I assume by this that Mr Coyle thinks that the referee helped Bolton get off with a relatively narrower margin of defeat that their violent negative play warranted. Obviously the fact that the referee failed to send off Davies and Robinson, while failing to give two stonewall penalties to Arsenal meant that Bolton were helped out by the referee, Coyle was frustrated by this as he wanted his Bolton players to learn that violence and hoofing doesn't pay. He then added:

"Gary Cahill is an honest lad, he would never hurt anyone, he goes to church on Sundays. He was getting tired and felt a sudden cramping in both legs, he had to straighten them immediately, it was just bad luck that Chamakh happened to be in the way at the time. This is the argument we shall be putting forward at the FA and if they don't listen I'll set Paul Robinson on 'em"
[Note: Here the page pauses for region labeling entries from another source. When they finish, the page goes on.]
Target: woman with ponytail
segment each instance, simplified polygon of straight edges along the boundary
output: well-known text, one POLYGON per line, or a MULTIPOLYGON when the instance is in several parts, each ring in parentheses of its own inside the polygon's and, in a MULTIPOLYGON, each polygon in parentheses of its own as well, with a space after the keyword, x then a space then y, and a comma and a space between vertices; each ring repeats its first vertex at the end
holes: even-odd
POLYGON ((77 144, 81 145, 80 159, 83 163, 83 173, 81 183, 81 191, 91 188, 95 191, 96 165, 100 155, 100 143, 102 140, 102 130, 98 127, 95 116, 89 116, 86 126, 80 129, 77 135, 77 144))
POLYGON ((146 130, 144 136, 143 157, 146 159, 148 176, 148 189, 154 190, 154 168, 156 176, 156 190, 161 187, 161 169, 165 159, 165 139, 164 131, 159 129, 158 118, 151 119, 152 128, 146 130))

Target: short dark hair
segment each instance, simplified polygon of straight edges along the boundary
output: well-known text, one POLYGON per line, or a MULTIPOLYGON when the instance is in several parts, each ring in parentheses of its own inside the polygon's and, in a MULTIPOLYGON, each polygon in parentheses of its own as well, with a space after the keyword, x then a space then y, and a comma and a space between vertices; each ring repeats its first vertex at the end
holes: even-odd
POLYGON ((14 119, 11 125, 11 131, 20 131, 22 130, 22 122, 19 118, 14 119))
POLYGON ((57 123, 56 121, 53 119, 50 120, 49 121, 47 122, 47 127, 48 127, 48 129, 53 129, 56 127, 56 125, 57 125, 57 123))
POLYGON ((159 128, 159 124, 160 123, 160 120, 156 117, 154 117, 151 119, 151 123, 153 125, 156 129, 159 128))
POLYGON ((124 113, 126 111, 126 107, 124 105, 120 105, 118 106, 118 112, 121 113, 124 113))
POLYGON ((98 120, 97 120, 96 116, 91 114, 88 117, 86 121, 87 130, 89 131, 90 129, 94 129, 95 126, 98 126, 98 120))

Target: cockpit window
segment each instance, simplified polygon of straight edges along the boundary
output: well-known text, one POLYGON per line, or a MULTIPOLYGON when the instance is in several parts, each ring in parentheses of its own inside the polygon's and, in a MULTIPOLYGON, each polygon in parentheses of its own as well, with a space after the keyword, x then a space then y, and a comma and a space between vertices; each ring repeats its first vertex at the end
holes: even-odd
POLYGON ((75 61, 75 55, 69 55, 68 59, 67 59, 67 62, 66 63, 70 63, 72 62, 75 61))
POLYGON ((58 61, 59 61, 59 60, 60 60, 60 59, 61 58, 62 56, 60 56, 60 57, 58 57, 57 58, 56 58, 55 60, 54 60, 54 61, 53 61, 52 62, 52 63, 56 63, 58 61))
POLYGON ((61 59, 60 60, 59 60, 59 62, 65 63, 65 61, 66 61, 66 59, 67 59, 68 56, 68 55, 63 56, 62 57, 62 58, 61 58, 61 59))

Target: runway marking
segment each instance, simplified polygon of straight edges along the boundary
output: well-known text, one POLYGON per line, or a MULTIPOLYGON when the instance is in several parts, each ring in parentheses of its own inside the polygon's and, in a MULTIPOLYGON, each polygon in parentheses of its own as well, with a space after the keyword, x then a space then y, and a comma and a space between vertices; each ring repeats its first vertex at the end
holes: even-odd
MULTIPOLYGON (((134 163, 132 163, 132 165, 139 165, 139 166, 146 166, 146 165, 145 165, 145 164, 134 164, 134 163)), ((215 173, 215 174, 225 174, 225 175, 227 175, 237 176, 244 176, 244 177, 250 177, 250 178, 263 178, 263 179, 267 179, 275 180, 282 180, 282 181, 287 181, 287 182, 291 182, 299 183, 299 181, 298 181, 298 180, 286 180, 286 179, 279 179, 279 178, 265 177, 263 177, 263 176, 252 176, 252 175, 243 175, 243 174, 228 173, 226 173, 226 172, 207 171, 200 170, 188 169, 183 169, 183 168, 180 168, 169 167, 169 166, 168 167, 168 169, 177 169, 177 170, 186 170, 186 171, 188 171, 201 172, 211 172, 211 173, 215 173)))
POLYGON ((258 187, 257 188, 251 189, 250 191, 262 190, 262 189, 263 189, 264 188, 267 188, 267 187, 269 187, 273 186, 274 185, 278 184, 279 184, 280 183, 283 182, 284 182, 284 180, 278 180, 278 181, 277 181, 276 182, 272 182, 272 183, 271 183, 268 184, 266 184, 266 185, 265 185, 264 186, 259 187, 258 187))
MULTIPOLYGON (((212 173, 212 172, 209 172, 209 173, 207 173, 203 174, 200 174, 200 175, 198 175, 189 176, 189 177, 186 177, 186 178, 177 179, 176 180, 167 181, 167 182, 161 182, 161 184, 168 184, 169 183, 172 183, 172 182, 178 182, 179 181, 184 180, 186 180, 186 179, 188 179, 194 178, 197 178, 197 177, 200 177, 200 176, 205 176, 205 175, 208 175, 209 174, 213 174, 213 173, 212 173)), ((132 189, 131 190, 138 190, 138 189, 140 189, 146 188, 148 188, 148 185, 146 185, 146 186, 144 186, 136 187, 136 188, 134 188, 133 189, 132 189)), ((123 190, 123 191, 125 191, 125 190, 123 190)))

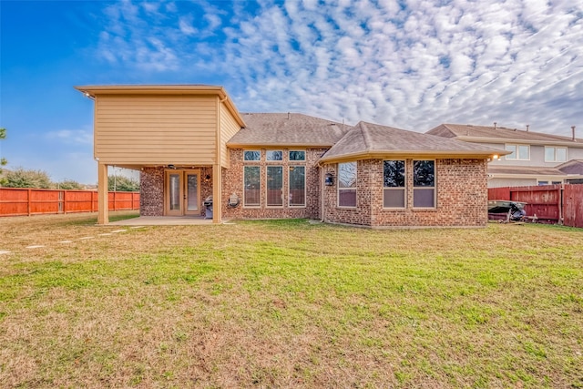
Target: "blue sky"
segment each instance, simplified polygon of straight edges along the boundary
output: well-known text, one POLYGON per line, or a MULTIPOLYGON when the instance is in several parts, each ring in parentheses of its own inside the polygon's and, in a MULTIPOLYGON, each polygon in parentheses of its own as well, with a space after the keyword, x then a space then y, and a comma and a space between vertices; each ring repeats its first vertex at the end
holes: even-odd
POLYGON ((223 86, 243 112, 583 138, 583 2, 0 1, 0 156, 97 181, 101 84, 223 86))

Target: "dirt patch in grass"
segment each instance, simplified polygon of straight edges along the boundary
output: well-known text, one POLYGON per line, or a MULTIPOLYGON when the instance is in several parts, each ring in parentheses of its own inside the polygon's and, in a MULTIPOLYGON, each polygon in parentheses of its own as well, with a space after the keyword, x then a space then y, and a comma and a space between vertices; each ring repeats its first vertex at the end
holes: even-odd
POLYGON ((580 230, 7 219, 3 387, 583 385, 580 230))

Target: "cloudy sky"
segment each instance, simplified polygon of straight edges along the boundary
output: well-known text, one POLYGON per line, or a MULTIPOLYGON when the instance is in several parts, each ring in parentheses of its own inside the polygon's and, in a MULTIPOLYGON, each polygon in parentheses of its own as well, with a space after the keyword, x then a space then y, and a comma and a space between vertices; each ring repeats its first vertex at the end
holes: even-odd
POLYGON ((97 181, 76 85, 220 85, 243 112, 583 138, 580 0, 3 0, 0 17, 0 157, 54 181, 97 181))

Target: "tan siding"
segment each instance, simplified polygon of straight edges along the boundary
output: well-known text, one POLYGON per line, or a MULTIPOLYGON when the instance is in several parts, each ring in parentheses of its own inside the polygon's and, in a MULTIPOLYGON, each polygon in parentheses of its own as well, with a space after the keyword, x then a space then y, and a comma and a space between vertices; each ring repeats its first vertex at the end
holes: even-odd
POLYGON ((227 142, 240 129, 231 113, 224 104, 220 104, 220 165, 229 168, 230 160, 227 142))
POLYGON ((96 98, 95 154, 103 163, 210 165, 216 128, 215 96, 96 98))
Then when questioned about the injury sustained by Abou Diaby after being assaulted by Paul Robinson's jump challenge, an injury that has left him unable to train this week, Coyle said:

"Paul Robinson is a good honest lad and would never intentionally hurt a fly, he goes to church on Sundays and the fact that his wife wears shin pads is merely a coincidence and nothing to do with his tendency to fly in with both sets of studs showing. Paul has been diagnosed with restless legs syndrome and has to straighten them out on a regular basis, it was simply bad luck that Abou got in the way of his stretching routine, he won the ball too."

Seriously this blog has the utmost respect for Owen Coyle and Bolton Wanderers FC, about as much respect as they do for the opposition's tibias, in fact they are all good honest English lads (apart from that ginger keeper, Steinsson, Elmander and a few others) who would never go out to intentionally hurt an opposing player. This blog would also like to congratulate the FA on yet another glorious triumph for their disciplinary system, another blogger's video has been censored and another leg breaking tackle has gone unpunished. Hopefully today's news on Abou Diaby will not be too bad while I hope Cahill's ban is extended, however it would not surprise me if Cahill has his ban scrubbed as the FA don't care for protecting Arsenal players.